Abro, no meio da Redação, o livro de fotos de Bruno Veiga sobre o subúrbio do Rio. Cássia logo se aproxima. Ela é uma das repórteres e mora no suburbano bairro de Ramos. De início, apenas observa as imagens, quase todas em plano fechado. O detalhe de uma cortina colorida, o arranjo de flores, o conjunto de azulejos que forma o desenho de Nossa Senhora, dois manequins vestindo calças justíssimas.
Aos poucos, vai vencendo a timidez. “Lá em casa tem um desses”, diz, apontando para o tapete aveludado de parede. “Olha esse aquário de móvel”, espanta-se por um ínfimo, para logo acondicionar o susto no aconchego da intimidade. “Minha tia adorava esses aquários”.
Comento que meu primo também adorava, e fez uma obra na casa de vila na qual morou, em Madureira, justamente para colocar o aquário no centro da sala. Um destaque, cheio de luzes subaquáticas, para as visitas.
Alguém aponta a feiura de um armário, ou a moldura dourada dos quadros com motivos da natureza. Na foto do senhor que ajeita a bermuda branca, a aposta de que usa um daqueles sapatos nos quais basta enfiar o pé. Como se uma imagem puxasse outra, já esperada. E o subúrbio estivesse imerso em um eterno presente, que apenas reprocessa signos por demais conhecidos.

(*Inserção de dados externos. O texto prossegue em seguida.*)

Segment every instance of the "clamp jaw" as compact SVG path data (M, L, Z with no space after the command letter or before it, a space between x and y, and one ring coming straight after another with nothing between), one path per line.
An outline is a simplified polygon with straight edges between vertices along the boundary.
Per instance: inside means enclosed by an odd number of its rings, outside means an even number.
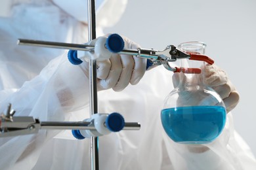
M36 133L40 122L31 116L13 116L15 113L9 104L7 114L0 116L0 137L11 137Z
M209 57L196 54L187 54L182 50L177 48L174 45L167 46L162 51L155 50L153 49L142 49L138 48L138 55L137 57L146 58L148 62L151 65L163 65L163 67L171 71L183 72L184 73L200 73L201 69L199 68L179 68L173 67L169 62L176 61L178 59L189 59L191 60L198 60L205 61L209 64L213 64L214 61Z

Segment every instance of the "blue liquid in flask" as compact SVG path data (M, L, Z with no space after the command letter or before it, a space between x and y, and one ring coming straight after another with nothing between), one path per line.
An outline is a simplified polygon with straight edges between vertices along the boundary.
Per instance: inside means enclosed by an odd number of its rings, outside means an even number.
M220 106L190 106L161 110L162 125L174 141L186 144L208 143L221 133L226 110Z

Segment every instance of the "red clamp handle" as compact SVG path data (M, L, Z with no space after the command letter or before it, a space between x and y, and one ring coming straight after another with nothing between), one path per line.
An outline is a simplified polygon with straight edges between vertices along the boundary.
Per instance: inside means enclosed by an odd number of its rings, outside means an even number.
M202 55L202 54L190 54L190 58L189 58L189 60L203 61L207 62L210 65L214 63L213 60L212 60L211 58L209 58L207 56Z
M173 71L173 73L188 73L188 74L200 74L201 69L199 68L185 68L185 67L176 67L176 71Z

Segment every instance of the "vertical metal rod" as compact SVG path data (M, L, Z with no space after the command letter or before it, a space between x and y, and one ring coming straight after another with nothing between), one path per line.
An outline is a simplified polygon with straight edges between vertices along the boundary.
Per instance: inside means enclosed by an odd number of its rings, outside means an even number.
M88 0L88 40L96 39L95 0ZM90 112L98 112L96 60L89 60ZM91 169L98 170L98 138L91 137Z

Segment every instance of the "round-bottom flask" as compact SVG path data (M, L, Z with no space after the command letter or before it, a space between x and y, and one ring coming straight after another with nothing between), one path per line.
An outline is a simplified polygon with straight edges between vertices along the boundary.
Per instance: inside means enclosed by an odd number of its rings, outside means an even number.
M203 54L205 44L189 42L178 48L186 53ZM182 67L188 67L188 63L191 65L191 61L182 61ZM175 74L179 74L176 76L179 77L179 84L165 98L161 112L165 132L177 143L211 143L221 134L226 122L226 109L221 97L201 80L203 72Z

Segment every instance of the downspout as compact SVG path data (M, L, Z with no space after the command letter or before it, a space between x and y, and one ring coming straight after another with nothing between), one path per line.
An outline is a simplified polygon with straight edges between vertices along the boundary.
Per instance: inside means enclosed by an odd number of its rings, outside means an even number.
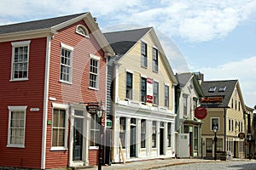
M47 115L48 115L48 95L49 95L49 54L50 54L51 38L52 38L52 36L48 36L47 37L47 42L46 42L41 169L45 169L45 159L46 159Z
M224 108L224 151L226 151L226 119L227 119L227 117L226 117L226 110L227 110L227 108Z

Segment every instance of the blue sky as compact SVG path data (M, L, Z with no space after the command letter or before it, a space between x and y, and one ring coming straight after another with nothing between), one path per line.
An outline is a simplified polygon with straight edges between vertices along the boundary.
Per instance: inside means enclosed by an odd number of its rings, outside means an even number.
M1 0L0 25L90 12L103 31L154 26L174 71L238 79L256 105L255 0Z

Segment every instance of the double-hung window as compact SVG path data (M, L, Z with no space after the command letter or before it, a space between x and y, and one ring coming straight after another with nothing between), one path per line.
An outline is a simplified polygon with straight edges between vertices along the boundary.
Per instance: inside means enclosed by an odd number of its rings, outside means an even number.
M132 99L132 73L126 72L126 94L125 98Z
M141 122L141 148L146 148L146 119Z
M12 42L11 80L28 79L30 42L31 41Z
M152 122L152 148L156 148L156 121Z
M96 114L91 115L90 119L90 146L98 146L100 144L100 118Z
M9 147L25 147L26 106L9 106Z
M153 92L154 92L154 104L159 105L159 82L154 82L154 87L153 87Z
M72 78L72 54L73 48L61 43L61 82L71 82Z
M141 77L141 101L147 102L147 78Z
M169 86L165 85L165 106L169 107Z
M158 49L153 48L153 71L158 71Z
M99 61L100 57L90 54L89 87L94 89L99 88Z
M147 43L142 42L142 66L148 67Z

No entanto, à medida que as páginas do livro são passadas para a frente, o que parecia um conjunto de retratos-clichê ganha respiração. Reconheço o piso de cacos cor de terra que enfeitava o quintal da casa onde passei a infância. A cadeira trançada, o tapete de pano que os taxistas costumavam usar sobre os bancos de seus carros. Quadros com fotos retocadas a tinta, santos do candomblé, pregadores de roupa. Também as estantes de um bar, na caótica organização que põe lado a lado durepoxi e batida de mel, caldo de galinha e cigarros.
Chego a rir ao ver as três prateleiras abarrotadas de objetos – duendes, porta-retratos, cisnes de porcelana – e lembrar que espaços livres são praticamente um interdito no subúrbio. Se há um canto sem móveis na sala, instala-se ali uma poltrona. Se há uma ponta desocupada na estante, compra-se um bibelô qualquer.
E seguem-se papéis de parede estampados, pingentes de São Jorge, engradados de cerveja, telas de videoquê, bacias de alumínio. Vasos de comigo-ninguém-pode, gambiarras elétricas, panos de prato com o calendário do ano grafado. A tabela de preços de um cabelereiro anuncia os serviços: escova, trança, calista, massagem, sobrancelhas, rinsagem.
Sempre que me assalta a vontade de denunciar o chavão que determinada imagem encerraria, de acusar sua suposta obviedade, ela de imediato pula para fora do livro e se encaixa na vida. Tão intensa quanto efêmera. Como um balão de São João que enfeita o céu e depois provoca incêndio, para enfim se apagar.